I struggled with all of this.

But I've seen many, many pictures of my friend's house over the years.  It's little more than a makeshift shack that she has made herself.  I've seen her needs.  I've seen her kids--seen them able to play in the school band in the parade when I bought them the uniforms; seen them in glee blow out the candles in the birthday cake I got them....seen her daughter getting awards and medals and scholarships for her hard work in school....My spirit tells me these are not scams but that my sister has allowed me the privilege of sharing her life with me as she has shared her needs with me. She has only recently been more comfortable telling me of her needs....previously I had to practically drag the words out of her.

Now I face a hard question.

I am up to my eyeballs in medical bills.  I've heard people say that  we have no "right " to give while we have debt.  If that were true no one would ever give....as long as they had a mortgage or a car payment.  If I continue to share my income with  my sister....then I know that God will continue to meet my needs and hers as well.  He   has blessed me and I know that it is because I have been faithful to help my sister and her kids.

I look forward to the moment in heaven when my sister comes to wrap her arms around  me.  The moment that I get to hold her in my arms will be worth every bit of sacrifice.
I am not telling you this to impress you with my righteousness or my giving  I know that rather, I will most likely get criticized for it y some people.  And that is okay...I am at rest before my God knowing that I have done what he has called me to do.  And I know that on the other side of the world is a family who maybe would not be here now had God not called me to help them.  That - and the Lord's smile- are my reward.

: http://wp.me/PewoB-SN  - Go to this link to add your own story to the Synchroblog for the new book: Hazardous. (see yesterday's post for more explanation.)

2 comments:

ed cyzewski said...

Thanks so much for sharing this story.
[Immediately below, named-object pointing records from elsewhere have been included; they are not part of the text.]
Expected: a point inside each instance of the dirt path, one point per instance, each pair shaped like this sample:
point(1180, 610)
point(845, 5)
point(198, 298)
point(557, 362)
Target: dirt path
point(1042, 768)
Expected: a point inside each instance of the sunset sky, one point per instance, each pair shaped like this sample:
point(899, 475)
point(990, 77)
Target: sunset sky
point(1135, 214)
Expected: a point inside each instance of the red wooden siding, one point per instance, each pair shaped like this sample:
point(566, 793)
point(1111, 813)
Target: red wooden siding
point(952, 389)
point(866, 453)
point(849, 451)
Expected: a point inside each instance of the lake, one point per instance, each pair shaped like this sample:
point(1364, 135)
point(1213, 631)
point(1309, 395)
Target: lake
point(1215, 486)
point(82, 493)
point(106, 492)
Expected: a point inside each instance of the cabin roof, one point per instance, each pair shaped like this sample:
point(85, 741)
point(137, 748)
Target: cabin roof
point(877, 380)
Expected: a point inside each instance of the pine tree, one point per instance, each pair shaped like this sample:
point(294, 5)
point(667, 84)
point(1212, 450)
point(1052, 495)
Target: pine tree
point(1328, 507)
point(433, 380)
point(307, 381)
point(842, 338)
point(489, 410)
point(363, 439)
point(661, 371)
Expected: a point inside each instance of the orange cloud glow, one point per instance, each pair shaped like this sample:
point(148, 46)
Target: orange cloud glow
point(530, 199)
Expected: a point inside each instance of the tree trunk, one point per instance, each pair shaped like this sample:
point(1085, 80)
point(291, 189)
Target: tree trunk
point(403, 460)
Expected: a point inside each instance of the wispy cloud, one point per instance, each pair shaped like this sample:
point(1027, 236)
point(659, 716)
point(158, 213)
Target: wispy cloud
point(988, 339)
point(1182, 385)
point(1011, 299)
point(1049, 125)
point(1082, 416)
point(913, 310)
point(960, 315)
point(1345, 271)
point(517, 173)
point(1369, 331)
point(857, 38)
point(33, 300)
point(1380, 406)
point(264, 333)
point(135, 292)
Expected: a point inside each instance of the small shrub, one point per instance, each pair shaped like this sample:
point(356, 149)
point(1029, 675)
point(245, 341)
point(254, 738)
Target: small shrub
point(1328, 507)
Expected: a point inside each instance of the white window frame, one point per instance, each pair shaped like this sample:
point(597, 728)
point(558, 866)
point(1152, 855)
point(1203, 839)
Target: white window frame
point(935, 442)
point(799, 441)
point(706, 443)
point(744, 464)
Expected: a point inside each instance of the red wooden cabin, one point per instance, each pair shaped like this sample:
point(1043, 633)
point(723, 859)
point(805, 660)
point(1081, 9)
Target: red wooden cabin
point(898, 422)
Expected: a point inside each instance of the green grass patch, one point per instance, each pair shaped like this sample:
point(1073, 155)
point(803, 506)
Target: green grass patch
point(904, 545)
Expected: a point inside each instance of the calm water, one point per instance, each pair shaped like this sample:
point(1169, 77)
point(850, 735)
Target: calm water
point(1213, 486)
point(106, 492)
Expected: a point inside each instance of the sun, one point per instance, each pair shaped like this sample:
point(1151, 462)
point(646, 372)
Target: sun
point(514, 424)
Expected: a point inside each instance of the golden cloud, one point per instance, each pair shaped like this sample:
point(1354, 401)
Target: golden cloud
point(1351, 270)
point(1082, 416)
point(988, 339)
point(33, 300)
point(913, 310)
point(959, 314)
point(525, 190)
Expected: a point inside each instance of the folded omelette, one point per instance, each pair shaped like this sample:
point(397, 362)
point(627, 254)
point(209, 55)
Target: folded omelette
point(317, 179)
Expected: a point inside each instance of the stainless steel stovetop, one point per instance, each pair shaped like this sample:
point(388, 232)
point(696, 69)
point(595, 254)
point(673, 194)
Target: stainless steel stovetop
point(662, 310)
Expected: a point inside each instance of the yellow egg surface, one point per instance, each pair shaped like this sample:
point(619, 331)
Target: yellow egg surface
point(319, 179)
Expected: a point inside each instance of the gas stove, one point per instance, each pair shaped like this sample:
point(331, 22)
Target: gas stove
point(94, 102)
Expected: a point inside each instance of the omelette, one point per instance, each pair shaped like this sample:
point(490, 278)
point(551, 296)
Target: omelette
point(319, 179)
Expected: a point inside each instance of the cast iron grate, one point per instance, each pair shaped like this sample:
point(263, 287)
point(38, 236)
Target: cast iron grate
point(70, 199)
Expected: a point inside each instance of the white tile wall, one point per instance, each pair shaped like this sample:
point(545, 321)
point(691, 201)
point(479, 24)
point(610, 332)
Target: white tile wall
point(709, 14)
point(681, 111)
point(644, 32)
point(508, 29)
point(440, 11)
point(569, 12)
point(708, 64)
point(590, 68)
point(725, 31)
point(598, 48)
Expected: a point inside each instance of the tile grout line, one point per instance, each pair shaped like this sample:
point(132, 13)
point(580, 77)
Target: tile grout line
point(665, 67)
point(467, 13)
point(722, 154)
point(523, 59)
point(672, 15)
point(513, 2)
What a leap of faith! It's amazing how God connects his family together and provides for each one.

Cynthia Lott Vogel said...

Thanks Ed for reading and commenting. I had major hesitation in sharing this story lest it be thought I'm looking for Kudos or acclaim for my "generosity". It is not generosity that compels me to give; it is the knowledge that, if I don't --this family would likely die and the very real sense that God has given them to me to love and care for---just as others have loved and cared for me.
I look forward to reading your book.